KAUZ – laboratory for climate, work and future
In a three-year educational project consisting of a series of workshops, podcasts, videos and micro-learnings in social media, KAUZ explores why we live and work at the expense of others and how we can achieve a Good Life for All.
The initiative KAUZ – Laboratory for Climate, Work and Future was developed by the authors of the brochure “Von A wie Arbeit bis Z wie Zukunft. Arbeiten und Wirtschaften in der Klimakrise”. After the publication of the brochure, the desire arose to continue working together in the field of education. In the meantime, they are no longer alone: KAUZ has four partner organisations in Germany, Italy and Croatia and is funded by the Erasmus+ Programme of the European Union in a three-year project (September 2020 – August 2023). In Austria, the initiative has found its home in the collective Periscope, but still lives on from the largely voluntary commitment of its members.
What is KAUZ about?
The ecological limits of our planet make major changes in our European way of life inevitable. In their well-founded scientific paper “The Imperial Mode of Living”, university professors Ulrich Brand and Markus Wissen have shown how our way of life leads to global, unsustainable development and causes a rapid climate crisis. As the most recent example, the corona virus not only has its roots in the man-made reduction of the habitat of wild animals, but also shows the gaps and pitfalls of our current economic system. Covid-19 shows us once again that our current life and economic model must now be changed – with democracy, environmental protection and social justice at its core.

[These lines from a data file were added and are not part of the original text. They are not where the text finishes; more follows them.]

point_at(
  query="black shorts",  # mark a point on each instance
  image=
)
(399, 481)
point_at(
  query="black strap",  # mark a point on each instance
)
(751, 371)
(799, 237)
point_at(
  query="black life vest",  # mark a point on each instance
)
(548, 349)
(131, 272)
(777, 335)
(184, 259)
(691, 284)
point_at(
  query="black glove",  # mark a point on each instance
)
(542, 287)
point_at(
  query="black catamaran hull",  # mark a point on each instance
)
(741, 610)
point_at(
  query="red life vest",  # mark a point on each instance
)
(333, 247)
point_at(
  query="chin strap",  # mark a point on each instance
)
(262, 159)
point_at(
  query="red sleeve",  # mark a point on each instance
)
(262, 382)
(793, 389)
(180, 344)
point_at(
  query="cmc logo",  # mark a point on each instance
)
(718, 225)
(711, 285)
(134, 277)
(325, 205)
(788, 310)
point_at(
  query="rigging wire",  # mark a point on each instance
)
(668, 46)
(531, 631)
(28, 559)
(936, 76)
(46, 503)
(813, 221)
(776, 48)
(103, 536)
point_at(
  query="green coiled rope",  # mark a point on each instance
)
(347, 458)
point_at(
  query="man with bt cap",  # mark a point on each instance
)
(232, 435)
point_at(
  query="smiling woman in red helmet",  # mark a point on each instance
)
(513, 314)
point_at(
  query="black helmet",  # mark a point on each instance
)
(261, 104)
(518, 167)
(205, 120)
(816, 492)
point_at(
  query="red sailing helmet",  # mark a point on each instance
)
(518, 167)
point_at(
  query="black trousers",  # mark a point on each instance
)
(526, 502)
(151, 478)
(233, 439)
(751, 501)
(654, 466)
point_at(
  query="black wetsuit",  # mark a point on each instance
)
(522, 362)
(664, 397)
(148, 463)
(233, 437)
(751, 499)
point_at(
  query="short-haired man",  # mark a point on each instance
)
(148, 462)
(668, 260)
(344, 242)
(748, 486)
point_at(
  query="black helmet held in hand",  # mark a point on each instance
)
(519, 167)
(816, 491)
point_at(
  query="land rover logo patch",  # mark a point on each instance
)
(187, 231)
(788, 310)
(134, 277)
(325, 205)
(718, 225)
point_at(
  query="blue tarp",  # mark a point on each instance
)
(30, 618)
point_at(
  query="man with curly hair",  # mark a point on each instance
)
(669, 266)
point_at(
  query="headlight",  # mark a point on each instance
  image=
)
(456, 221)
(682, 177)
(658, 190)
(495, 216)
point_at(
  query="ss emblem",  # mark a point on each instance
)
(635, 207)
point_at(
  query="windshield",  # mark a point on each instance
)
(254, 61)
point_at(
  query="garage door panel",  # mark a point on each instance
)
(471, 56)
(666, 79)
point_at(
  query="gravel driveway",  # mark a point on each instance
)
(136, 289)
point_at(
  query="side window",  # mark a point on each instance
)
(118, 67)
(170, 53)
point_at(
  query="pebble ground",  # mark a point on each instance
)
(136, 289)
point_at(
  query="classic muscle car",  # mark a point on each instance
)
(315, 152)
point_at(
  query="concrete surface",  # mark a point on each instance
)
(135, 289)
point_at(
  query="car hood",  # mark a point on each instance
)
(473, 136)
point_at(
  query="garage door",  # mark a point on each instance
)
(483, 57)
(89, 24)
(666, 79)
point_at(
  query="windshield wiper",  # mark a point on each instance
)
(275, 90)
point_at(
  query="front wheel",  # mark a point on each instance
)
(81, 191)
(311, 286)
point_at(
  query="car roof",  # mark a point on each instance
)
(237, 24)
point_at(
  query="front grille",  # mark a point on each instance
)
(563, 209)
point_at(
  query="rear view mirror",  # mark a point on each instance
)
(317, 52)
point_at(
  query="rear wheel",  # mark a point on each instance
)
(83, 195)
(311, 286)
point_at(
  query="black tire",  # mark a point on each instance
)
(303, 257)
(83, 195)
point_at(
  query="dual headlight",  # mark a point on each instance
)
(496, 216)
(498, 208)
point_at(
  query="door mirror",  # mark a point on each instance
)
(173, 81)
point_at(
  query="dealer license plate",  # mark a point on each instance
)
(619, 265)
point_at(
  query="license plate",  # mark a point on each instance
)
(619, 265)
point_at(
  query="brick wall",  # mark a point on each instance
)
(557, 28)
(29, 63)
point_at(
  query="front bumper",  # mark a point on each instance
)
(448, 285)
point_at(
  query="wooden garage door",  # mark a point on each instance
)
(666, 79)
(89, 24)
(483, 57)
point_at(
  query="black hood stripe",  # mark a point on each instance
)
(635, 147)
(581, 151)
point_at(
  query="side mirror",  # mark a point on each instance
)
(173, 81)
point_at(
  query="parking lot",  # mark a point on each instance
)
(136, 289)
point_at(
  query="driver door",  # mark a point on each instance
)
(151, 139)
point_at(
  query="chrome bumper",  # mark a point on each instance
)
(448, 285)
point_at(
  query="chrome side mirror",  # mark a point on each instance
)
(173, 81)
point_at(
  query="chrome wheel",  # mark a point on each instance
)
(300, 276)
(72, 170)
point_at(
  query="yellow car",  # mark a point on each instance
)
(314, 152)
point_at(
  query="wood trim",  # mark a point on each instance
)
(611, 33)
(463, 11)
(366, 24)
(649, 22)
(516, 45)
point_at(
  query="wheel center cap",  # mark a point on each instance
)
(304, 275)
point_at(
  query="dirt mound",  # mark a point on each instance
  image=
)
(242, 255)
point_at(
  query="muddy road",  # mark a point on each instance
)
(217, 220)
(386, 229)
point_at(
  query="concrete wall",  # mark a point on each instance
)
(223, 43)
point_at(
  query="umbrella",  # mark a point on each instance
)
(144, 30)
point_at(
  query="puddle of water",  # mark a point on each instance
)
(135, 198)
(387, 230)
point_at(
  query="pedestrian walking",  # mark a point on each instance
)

Our sustainable and democratic future can only unfold through the active involvement of the people. However, phenomena of the current imperial way of life such as pressure to perform, stress and over-consumption often distract us from focusing on solutions and can lead to nationalism, extremism and ongoing environmental degradation. That is why we are committed to an informed public, making decisions based on facts and welcoming the bold political, social and individual changes needed for a just and sustainable future.

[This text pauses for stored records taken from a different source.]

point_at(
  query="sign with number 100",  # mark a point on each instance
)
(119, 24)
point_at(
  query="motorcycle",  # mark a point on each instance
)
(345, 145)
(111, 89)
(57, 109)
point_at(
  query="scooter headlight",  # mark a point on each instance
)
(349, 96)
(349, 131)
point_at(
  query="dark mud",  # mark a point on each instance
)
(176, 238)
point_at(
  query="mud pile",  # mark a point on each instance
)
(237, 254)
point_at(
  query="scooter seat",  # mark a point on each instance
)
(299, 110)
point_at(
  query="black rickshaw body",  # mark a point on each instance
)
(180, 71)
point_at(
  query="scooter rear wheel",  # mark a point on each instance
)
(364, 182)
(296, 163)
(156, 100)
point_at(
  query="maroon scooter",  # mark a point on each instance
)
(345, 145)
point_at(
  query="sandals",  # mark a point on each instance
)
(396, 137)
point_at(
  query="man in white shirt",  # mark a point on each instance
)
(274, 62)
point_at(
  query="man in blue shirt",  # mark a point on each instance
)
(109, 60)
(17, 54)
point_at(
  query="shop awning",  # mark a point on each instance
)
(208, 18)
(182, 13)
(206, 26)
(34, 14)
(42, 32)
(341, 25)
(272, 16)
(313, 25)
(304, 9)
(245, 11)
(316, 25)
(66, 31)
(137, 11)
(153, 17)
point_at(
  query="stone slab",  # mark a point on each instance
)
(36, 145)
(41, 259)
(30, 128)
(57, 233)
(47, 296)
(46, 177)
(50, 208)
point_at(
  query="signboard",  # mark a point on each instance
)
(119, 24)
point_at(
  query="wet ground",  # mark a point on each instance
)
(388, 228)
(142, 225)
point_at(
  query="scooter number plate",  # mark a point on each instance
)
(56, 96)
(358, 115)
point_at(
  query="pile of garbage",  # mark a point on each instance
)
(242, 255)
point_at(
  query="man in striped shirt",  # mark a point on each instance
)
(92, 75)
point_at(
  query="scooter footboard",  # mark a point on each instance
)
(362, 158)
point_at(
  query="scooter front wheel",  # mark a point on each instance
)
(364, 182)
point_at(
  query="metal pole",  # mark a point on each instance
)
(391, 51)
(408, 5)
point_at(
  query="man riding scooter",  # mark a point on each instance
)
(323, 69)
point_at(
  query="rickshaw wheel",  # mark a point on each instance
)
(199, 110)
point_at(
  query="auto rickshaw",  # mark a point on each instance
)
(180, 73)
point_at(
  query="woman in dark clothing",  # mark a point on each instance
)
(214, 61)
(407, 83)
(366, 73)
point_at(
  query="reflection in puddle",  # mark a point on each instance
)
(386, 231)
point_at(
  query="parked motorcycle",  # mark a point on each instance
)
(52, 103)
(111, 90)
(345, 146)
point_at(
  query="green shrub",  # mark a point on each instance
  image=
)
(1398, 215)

Our goal is enlightened and informed people who actively support the just transition, get involved in political processes and build a future worth living together.

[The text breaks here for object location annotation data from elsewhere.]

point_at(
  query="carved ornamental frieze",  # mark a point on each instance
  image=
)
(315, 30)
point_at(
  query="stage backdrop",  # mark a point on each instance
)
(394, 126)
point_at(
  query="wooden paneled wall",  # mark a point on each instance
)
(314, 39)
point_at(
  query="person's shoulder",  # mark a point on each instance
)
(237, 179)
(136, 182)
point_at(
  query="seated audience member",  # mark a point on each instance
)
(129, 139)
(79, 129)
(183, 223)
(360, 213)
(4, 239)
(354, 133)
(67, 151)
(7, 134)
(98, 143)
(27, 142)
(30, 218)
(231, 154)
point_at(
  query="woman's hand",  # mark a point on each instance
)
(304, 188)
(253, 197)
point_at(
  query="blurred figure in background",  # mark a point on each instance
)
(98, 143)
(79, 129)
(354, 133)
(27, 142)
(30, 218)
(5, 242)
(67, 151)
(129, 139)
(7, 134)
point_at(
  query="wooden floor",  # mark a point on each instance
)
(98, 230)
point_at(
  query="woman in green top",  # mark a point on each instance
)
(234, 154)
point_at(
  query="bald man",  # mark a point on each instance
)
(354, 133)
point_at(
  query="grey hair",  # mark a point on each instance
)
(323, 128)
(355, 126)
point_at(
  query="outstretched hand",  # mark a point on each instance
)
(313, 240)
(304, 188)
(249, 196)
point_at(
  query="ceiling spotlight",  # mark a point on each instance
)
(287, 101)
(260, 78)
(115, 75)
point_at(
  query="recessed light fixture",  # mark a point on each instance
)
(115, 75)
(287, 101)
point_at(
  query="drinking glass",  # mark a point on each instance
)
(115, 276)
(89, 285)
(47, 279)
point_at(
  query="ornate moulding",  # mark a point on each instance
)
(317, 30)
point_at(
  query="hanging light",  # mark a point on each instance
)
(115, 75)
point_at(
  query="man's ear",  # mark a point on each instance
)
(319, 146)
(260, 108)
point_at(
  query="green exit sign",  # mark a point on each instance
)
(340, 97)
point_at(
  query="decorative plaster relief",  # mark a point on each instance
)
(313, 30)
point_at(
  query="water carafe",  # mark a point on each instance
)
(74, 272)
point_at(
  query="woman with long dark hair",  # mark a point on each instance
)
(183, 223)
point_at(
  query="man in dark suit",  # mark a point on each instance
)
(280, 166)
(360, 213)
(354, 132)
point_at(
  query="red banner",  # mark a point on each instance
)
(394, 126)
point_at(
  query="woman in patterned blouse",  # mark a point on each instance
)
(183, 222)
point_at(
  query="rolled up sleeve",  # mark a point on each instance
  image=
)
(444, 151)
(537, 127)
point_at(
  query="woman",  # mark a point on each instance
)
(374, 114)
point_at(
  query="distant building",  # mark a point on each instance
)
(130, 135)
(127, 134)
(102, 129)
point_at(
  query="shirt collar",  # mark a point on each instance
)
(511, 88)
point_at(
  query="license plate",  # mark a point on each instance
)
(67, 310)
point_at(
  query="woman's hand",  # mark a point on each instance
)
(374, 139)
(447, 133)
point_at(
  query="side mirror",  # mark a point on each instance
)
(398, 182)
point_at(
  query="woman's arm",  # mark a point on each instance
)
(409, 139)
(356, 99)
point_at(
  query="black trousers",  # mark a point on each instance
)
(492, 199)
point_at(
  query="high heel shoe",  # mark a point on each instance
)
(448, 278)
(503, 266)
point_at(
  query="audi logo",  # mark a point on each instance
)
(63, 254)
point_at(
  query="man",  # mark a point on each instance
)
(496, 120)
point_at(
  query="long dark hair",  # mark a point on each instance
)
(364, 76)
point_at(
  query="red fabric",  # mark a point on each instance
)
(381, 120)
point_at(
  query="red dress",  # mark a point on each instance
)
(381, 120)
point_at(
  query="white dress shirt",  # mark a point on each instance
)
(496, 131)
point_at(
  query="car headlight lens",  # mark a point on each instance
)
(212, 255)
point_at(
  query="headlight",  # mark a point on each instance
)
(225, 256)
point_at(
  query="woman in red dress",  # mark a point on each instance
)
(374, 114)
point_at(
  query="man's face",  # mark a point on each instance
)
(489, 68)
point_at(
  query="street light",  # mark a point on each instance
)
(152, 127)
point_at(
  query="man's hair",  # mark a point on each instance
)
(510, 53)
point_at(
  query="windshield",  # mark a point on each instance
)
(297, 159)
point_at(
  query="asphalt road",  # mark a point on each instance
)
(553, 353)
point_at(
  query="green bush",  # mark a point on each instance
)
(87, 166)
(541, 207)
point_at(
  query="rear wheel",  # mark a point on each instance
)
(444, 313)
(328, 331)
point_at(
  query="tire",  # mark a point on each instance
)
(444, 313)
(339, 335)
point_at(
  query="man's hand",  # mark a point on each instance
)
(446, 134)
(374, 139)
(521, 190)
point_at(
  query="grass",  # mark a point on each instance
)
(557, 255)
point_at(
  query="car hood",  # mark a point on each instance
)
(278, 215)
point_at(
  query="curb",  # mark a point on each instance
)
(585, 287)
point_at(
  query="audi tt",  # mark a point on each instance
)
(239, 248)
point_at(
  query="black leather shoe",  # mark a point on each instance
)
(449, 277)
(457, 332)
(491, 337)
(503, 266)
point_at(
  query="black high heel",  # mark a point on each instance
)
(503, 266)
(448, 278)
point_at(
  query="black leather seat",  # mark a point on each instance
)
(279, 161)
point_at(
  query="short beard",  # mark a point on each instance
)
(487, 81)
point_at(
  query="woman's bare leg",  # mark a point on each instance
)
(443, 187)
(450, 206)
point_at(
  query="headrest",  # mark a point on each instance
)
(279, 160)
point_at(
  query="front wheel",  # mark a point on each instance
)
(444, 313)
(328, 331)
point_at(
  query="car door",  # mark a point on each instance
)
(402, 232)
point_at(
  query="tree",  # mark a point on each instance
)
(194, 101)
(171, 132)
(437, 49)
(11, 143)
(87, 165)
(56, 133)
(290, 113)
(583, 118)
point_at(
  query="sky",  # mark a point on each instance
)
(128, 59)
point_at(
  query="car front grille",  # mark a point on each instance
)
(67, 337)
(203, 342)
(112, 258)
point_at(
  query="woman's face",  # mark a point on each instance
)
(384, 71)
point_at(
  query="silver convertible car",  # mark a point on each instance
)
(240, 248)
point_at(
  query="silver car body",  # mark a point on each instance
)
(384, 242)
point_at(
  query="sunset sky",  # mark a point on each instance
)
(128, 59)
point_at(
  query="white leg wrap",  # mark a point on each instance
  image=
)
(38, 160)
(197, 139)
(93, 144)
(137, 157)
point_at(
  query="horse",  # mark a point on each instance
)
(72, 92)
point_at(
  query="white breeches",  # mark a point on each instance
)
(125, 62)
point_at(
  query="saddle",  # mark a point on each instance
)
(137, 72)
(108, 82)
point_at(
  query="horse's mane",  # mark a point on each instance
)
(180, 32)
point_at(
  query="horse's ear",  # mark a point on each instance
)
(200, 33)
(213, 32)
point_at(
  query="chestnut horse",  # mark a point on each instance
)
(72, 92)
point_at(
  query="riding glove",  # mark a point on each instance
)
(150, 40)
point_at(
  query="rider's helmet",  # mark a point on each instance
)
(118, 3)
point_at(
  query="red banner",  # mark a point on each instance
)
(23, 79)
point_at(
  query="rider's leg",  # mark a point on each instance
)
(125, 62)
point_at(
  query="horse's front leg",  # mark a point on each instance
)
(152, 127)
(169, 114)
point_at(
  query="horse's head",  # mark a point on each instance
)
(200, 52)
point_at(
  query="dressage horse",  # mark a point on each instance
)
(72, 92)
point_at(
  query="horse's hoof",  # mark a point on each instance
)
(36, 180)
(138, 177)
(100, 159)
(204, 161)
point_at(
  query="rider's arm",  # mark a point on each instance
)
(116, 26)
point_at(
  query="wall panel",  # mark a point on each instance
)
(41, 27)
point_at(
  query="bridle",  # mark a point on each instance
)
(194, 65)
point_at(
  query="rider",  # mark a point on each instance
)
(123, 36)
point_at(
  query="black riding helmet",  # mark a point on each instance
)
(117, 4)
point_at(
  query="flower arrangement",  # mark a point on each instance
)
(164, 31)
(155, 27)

Our target group are on the one hand teachers in adult education, especially those working in the field of sustainability. On the other hand, and as the main beneficiary, we are aimed at people of working age between 18 and 65 who are open to the study of alternative, solidarity-based ways of living and producing. We have chosen this group because we have a thematic focus on work and production.
The above-mentioned challenges can only be tackled transnationally, which is why the project is located in Austria (Periscope Association), Germany (Common Future Association and University of Siegen), Croatia (Dante Association) and Italy (University of Bolzano). Working in these four countries in close proximity makes it easier to travel to the necessary project meetings on site rather than by plane. Nevertheless, we would like to go even further and reach other countries.
The project will produce and disseminate reusable learning material for blended learning with workshops, a podcast series, video clips and microlearnings. Multipliers will be trained to use these materials so that they are used and developed in a sustainable way. All content will be easy to listen to and easy to understand, to include adults without formal higher education.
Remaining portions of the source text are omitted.